巻頭のカラー写真からしてほほ~とかんたんします。

  1. 東京銀座のイソヒヨドリ
  2. マンホールは鳥たちのレストラン(ウグイス、メジロジョウビタキ
  3. ツバメの見事な離れ業――ハチを脅して獲物を奪う
  4. ツバメの巣立ち雛による「労働寄生」
  5. 数千~数万羽で夜を過ごすツバメたち
  6. 人里離れた畑や林で繁殖するスズメ
  7. 厳しい冬を混群で乗り越える(スズメ、ムクドリ、ドバト等)
  8. 都市河川で繁殖するカワセミ
  9. 都市公園で繁殖するカイツブリ
  10. 屋上で集団繁殖するコアジサシ
  11. カラスの様々な集団ねぐら
  12. ハシボソガラスの集団クルミ割り行動
  13. 超高層ビルを住処にするハヤブサ
  14. モニター画面で見る自然教育園(港区)のオオタカ
  15. 都心に進出した小さな猛禽「ツミ」
  16. 夜の都会に進出したフクロウ

 

本屋で当著を見かけた場合は、この口絵写真集だけでもご覧になってくださいまし。興味を引いて買おうという気になること請け合いですから。

 

 

 

自分の実感を伴うという点では、第5章 都市生態系の頂点「カラス」と、第6章 カラスと猛禽が一番興味深かったです。

 

繁華街の朝方等、ずいぶんカラスが人馴れしているなあとか。

一方で、ビル街なのに猛禽類っぽい鳴き声を聞いたり姿を見かけたりして、へえこんなところにタカやトンビが飛んでるんやとか。

そういえば、鳥の生首が発見されて、猟奇的な事件かと思いきや「カラスか猛禽類の仕業と見られます」みたいなニュースも見たことある気がしますね。

 

散歩していてもカラス・猛禽類双方の存在感が気になることが多かったので、実際にカラスが少し減って猛禽類の都会進出が始まっているとか聞かされるとほぉぉという気持ちになります。

カラスも猛禽類も愛着があるので、どっちも頑張ってほしいけどゴミは荒らさないでほしいというか。

 

「レース鳩」がハヤブサ等に頻繁に襲われているという話も素人的には衝撃でした。

そっか、レース鳩が行方不明になるのってそういう要因もそら多いんやろなあ……と。

 

鳥から見れば「高層ビルは海辺の断崖絶壁と同じ」「慣れてしまえばあんがい繁殖しやすい」「いまの日本人は以前とちがって野鳥を捕まえて食べないから鳥的には住みやすい」というのもなるほどと納得です。

 

 

 

読んでいて感心するのが、著者たちが何十年間にもわたって鳥たちの栄枯盛衰を記録しつづけてこられたこと。

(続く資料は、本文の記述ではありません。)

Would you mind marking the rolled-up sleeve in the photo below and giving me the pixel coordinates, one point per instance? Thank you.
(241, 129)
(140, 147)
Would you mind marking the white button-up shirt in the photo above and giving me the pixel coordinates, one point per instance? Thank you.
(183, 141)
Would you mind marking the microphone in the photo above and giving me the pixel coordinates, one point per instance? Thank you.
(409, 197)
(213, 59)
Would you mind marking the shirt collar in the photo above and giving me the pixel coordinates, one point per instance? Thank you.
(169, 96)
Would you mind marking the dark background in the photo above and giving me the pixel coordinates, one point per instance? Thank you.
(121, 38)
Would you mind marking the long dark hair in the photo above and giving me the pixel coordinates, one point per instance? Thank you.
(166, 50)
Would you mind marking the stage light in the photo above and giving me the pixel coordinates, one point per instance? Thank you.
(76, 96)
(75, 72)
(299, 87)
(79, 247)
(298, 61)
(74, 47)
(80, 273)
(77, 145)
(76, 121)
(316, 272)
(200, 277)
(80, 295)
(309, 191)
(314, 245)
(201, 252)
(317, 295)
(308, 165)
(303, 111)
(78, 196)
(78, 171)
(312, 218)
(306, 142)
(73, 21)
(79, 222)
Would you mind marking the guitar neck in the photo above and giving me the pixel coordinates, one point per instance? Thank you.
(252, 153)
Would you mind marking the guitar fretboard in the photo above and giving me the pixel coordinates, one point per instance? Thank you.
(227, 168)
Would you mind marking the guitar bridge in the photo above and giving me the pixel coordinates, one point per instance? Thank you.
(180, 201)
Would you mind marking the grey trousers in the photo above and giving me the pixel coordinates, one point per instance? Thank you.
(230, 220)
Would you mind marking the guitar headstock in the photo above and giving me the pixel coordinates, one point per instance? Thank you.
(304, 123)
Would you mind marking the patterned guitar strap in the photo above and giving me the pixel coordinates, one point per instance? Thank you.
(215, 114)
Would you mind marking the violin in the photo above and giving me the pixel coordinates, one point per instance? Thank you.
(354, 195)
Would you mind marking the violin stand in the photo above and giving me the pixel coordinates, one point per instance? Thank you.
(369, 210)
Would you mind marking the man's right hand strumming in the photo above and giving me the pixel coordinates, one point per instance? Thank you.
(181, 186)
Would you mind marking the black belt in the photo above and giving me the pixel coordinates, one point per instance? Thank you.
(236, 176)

どの学問も同様ながら、地道な記録と調査があってこそ描き出されるものがあるよな、というリスペクト心が湧いてきます。

こういう、蓄えた知識と研鑽の一端を、チラッと素人に見せてくれる本って本当にいいですよね……もちろん本を一冊読んだだけで何かが身についたわけではないんですが、世界観が少しだけ広がったように感じます。

 

 

これからも著者たちの志を受け継ぐ鳥好きの方が増えていきますように。